RegexMatch get next position by default

Propose new features and changes
User avatar
RaptorX
Posts: 395
Joined: 06 Dec 2014, 14:27
Contact:

RegexMatch get next position by default

01 May 2022, 02:18

I think it would be beneficial for RegexMatch to either allow for global matches (and avoid the looping we are forced to do atm)
or have some way of telling the function to start at the previous position + match.len by default without having to use additional code as shown below.

Code: Select all

while (pos := RegExMatch(http.responseText, regex, &def, pos+(IsSet(def) ? def.Len : 1)))
{
	OutputDebug pos2 ' ' def.var ' := ' def.val ' `; ' def.comment
	hFile.Write(def.var ' := ' def.val ' `; ' def.comment '`n')
}
Something along the lines of would be nice:

Code: Select all

while RegExMatch(http.responseText, regex, &def, "nextMatch") ;or something like that
Projects:
AHK-ToolKit
lexikos
Posts: 9690
Joined: 30 Sep 2013, 04:07
Contact:

Re: RegexMatch get next position by default

02 May 2022, 00:08

I think it would make more sense to have a separate function with different syntax/usage, to optimize for the fact that the same haystack and needle are going to be used repeatedly.
User avatar
RaptorX
Posts: 395
Joined: 06 Dec 2014, 14:27
Contact:

Re: RegexMatch get next position by default

02 May 2022, 09:35

lexikos wrote:
02 May 2022, 00:08
I think it would make more sense to have a separate function with different syntax/usage, to optimize for the fact that the same haystack and needle are going to be used repeatedly.
That makes sense.

Something along GlobalMatch (if thats the direction you are going with it) might be a good idea.

In some situations I use the VB regex match engine to work around that limitation but i have been having issues in x64. so there's that.
I think there might be legitimate need to optimize for global matching.

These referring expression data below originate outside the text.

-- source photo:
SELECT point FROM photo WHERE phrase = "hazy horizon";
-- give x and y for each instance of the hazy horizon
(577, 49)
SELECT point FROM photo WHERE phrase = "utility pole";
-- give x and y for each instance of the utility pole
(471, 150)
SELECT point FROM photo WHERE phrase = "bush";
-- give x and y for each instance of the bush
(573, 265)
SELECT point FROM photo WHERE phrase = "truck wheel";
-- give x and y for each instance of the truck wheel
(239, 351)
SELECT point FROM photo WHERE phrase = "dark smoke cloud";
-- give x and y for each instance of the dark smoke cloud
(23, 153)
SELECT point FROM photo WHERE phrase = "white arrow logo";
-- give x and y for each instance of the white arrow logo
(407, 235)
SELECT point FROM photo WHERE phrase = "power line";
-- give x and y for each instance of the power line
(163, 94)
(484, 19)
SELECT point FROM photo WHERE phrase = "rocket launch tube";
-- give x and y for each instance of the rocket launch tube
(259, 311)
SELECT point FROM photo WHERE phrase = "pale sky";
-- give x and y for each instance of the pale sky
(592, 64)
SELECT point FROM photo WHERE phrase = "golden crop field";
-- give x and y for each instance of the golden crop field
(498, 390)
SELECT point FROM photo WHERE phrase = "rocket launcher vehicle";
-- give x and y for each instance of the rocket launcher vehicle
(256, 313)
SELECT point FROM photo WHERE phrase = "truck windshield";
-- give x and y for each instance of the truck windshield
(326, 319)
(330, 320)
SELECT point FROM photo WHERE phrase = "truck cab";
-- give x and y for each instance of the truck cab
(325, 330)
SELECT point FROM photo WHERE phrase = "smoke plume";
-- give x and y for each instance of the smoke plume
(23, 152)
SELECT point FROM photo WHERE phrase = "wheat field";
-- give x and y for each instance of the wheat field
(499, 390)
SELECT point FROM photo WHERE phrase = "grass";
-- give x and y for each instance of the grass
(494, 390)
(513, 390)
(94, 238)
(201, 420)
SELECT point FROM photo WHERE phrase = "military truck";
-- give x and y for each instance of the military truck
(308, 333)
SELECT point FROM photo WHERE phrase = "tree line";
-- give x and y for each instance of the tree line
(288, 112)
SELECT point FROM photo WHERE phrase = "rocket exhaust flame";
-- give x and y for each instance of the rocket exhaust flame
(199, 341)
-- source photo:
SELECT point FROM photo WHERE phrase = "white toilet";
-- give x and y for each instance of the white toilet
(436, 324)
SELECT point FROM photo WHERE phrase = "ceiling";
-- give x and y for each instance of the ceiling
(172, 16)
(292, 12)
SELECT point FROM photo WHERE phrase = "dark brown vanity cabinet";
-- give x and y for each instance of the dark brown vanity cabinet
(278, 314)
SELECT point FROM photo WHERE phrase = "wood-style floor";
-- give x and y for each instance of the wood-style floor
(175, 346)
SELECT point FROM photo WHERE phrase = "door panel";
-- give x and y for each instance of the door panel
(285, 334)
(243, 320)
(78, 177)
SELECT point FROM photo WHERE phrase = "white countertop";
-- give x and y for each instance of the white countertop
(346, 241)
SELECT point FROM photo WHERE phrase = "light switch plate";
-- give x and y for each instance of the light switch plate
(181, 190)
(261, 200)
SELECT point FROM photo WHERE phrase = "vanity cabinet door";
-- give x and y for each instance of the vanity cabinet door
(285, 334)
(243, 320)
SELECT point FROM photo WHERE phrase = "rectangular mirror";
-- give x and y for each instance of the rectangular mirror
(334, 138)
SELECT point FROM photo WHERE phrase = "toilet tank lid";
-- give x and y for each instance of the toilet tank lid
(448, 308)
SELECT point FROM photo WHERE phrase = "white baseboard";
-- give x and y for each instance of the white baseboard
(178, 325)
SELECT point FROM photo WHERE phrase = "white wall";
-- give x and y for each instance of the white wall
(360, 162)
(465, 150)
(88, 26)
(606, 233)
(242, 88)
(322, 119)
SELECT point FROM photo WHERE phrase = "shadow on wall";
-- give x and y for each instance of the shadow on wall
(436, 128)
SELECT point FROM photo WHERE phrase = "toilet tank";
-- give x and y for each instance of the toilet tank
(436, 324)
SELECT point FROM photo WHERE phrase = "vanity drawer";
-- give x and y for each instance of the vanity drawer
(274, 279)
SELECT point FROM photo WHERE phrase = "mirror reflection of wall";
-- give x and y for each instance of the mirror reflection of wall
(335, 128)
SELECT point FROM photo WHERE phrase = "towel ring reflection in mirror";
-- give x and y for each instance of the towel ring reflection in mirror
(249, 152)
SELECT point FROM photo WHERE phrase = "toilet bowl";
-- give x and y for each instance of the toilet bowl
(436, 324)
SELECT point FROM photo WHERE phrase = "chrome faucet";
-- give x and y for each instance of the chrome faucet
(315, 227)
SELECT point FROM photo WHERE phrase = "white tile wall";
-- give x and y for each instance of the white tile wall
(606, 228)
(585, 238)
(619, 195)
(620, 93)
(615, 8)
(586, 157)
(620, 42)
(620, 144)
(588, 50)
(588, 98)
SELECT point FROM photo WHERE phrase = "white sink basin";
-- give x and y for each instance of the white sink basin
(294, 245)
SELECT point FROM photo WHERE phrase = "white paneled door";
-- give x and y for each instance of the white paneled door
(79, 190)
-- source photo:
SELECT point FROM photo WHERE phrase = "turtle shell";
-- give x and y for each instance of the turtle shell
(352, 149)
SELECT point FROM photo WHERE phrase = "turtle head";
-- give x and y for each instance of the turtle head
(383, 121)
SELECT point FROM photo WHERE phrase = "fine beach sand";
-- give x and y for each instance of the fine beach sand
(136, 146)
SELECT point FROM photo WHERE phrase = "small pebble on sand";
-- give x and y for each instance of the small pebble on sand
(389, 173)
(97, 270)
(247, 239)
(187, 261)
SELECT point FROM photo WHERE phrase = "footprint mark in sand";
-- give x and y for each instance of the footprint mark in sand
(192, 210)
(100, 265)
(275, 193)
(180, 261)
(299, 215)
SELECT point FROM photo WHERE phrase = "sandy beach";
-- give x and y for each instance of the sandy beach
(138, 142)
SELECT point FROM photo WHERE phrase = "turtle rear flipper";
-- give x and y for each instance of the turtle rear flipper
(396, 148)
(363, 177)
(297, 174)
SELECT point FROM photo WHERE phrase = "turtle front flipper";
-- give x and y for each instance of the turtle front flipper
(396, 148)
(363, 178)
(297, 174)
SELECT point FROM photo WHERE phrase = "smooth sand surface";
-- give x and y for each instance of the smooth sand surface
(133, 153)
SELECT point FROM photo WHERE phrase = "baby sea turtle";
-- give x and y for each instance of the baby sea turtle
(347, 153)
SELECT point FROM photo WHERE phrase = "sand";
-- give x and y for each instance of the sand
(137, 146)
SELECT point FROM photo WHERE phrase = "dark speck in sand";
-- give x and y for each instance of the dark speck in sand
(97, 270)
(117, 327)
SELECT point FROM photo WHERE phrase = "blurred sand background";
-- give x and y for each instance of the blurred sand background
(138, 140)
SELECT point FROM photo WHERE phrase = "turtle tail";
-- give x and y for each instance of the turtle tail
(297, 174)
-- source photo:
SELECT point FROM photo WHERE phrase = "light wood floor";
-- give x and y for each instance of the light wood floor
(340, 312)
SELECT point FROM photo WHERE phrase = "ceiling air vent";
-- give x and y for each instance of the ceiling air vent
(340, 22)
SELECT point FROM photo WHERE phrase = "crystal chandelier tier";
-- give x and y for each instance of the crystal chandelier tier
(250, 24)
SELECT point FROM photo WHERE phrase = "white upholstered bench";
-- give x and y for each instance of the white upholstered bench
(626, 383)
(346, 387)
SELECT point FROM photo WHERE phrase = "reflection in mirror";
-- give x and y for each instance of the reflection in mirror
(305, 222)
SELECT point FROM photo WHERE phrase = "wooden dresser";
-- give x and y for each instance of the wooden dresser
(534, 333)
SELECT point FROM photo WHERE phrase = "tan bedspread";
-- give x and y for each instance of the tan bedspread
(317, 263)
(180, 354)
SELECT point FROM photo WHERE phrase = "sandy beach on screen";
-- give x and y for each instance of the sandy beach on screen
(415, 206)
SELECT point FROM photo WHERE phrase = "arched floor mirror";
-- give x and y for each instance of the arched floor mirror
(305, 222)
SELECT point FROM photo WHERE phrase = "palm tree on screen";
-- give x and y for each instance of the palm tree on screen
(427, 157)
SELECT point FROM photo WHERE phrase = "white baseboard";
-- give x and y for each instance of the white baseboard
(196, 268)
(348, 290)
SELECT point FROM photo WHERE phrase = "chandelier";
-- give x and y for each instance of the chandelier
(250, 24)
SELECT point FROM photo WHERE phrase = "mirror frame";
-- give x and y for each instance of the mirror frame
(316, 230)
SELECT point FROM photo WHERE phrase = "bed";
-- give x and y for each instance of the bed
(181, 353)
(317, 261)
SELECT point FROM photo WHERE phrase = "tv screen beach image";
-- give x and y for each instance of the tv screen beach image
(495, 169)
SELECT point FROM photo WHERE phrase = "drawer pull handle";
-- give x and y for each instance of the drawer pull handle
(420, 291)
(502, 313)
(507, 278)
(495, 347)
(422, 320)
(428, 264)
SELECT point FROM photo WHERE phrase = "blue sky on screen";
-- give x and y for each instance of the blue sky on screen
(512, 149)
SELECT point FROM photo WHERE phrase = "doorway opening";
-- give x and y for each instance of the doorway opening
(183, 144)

But that begs the question, would there be an analogous shorthand like ~=? :P
Maybe im just pushing it now.
Projects:
AHK-ToolKit
User avatar
RaptorX
Posts: 395
Joined: 06 Dec 2014, 14:27
Contact:

Re: RegexMatch get next position by default

06 May 2022, 12:52

@Lexicos
I just found this other post I had forgotten about and you are very consistent with your opinions on the matter haha

I like that. I hope to see that idea implemented at some point. Of course I use my own function for it, but I think I keep thinking about it because it might be a nice addition to the language itself rather than forcing users to create their own.
And mainly because regular expressions already do that. It's a matter of missing something that I know is there kind of thing.
Projects:
AHK-ToolKit
lexikos
Posts: 9690
Joined: 30 Sep 2013, 04:07
Contact:

Re: RegexMatch get next position by default

06 May 2022, 19:31

And mainly because regular expressions already do that.
They do what? Get all matches? No, they don't. One has to apply the regex repeatedly, whether it is in script or with equivalent C++.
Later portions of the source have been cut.